MLE for normal sample with known mean What is the Maximum Likelihood Estimator of the variance of a sample $X_1\dots X_n$ of i.i.d variables with normal distribution $X_i\sim \mathcal{N}(\mu_0,\sigma^2)$ when the mean $\mu_0$ is known? Show that this estimator is unbiased.
I've worked out the general case $X_i\sim \mathcal{N}(\mu,\sigma^2)$ with unknown mean $\mu$, using the Likelihood function. In that case, the Maximum Likelihood estimator of the variance turns out to be biased. I'm stuck as in how to use the known value of the mean to convert the estimator into an unbiased one.
 A: The log-likelihood of a Gaussian sample $X_1 \dots X_n$ with $X_i\sim \mathcal{N}(\mu_0,\sigma^2)$ is
\begin{equation}
L = -\frac{n}{2} \ln(2\pi) - \frac{n}{2} \ln\sigma^2 - \frac{1}{2\sigma^2} \sum_{i=1}^n \left(X_i - \mu_0\right)^2 \, ,
\end{equation}
where $\sigma^2$ is the parameter to estimate.
The derivative of the log-likelihood with respect to $\sigma^2$ vanishes at $\sigma^2 = \hat{\sigma}^2_n$, with
\begin{equation}
\hat{\sigma}^2_n = \frac{1}{n} \sum_{i=1}^n \left(X_i - \mu_0\right)^2 \, .
\end{equation}
One shows that $\sigma^2 = \hat{\sigma}^2_n$ corresponds to a maximum of the log-likelihood.
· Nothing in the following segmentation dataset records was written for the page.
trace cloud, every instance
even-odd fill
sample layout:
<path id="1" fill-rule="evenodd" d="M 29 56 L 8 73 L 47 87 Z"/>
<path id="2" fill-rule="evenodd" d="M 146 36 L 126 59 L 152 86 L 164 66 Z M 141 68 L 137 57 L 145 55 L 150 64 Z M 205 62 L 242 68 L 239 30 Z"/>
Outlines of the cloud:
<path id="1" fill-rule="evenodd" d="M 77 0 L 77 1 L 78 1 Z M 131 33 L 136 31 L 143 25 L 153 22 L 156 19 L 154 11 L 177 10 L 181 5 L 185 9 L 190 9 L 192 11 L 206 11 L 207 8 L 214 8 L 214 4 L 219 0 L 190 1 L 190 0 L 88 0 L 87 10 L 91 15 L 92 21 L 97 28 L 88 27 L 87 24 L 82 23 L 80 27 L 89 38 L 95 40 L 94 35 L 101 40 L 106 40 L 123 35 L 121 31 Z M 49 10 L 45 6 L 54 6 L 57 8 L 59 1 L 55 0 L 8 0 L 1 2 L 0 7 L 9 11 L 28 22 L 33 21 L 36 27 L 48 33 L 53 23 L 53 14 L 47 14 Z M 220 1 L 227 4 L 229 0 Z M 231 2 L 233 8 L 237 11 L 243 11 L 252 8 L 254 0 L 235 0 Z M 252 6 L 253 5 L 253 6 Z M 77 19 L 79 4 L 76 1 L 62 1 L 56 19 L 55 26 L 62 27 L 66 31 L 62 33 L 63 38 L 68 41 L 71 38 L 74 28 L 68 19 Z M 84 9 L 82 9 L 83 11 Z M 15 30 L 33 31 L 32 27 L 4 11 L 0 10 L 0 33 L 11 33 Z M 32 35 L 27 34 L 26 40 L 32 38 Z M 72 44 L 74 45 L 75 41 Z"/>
Therefore, $\hat{\sigma}^2_n$ defines the maximum likelihood estimator. Now, we compute the expected value of the estimator
\begin{equation}
E(\hat{\sigma}^2_n) = \frac{1}{n} \sum_{i=1}^n E\left(\left(X_i - \mu_0\right)^2\right) .
\end{equation}
Since $\mu_0 = E(X_i)$, one has $E\left(\left(X_i - \mu_0\right)^2\right) = \sigma^2$ for all $i$. Finally, $E(\hat{\sigma}^2_n) = \sigma^2$. The estimator is unbiased.

For comparison, in the case where the mean is unknown, the log-likelihood
\begin{equation}
L = -\frac{n}{2} \ln(2\pi) - \frac{n}{2} \ln\sigma^2 - \frac{1}{2\sigma^2} \sum_{i=1}^n \left(X_i - \mu\right)^2
\end{equation}
is maximized with respect to the parameter $(\mu,\sigma^2)$. The maximum likelihood estimator is
\begin{aligned}
&\tilde{\mu}_n = \overline{X}_n = \frac{1}{n} \sum_{i=1}^n X_i\, ,\\
&\tilde{\sigma}^2_n = \frac{1}{n} \sum_{i=1}^n \left(X_i - \overline{X}_n\right)^2\, ,
\end{aligned}
where the variance estimator $\tilde{\sigma}^2_n$ is biased: $E(\tilde{\sigma}^2_n) = \frac{n-1}{n}\sigma^2 \neq \sigma^2$.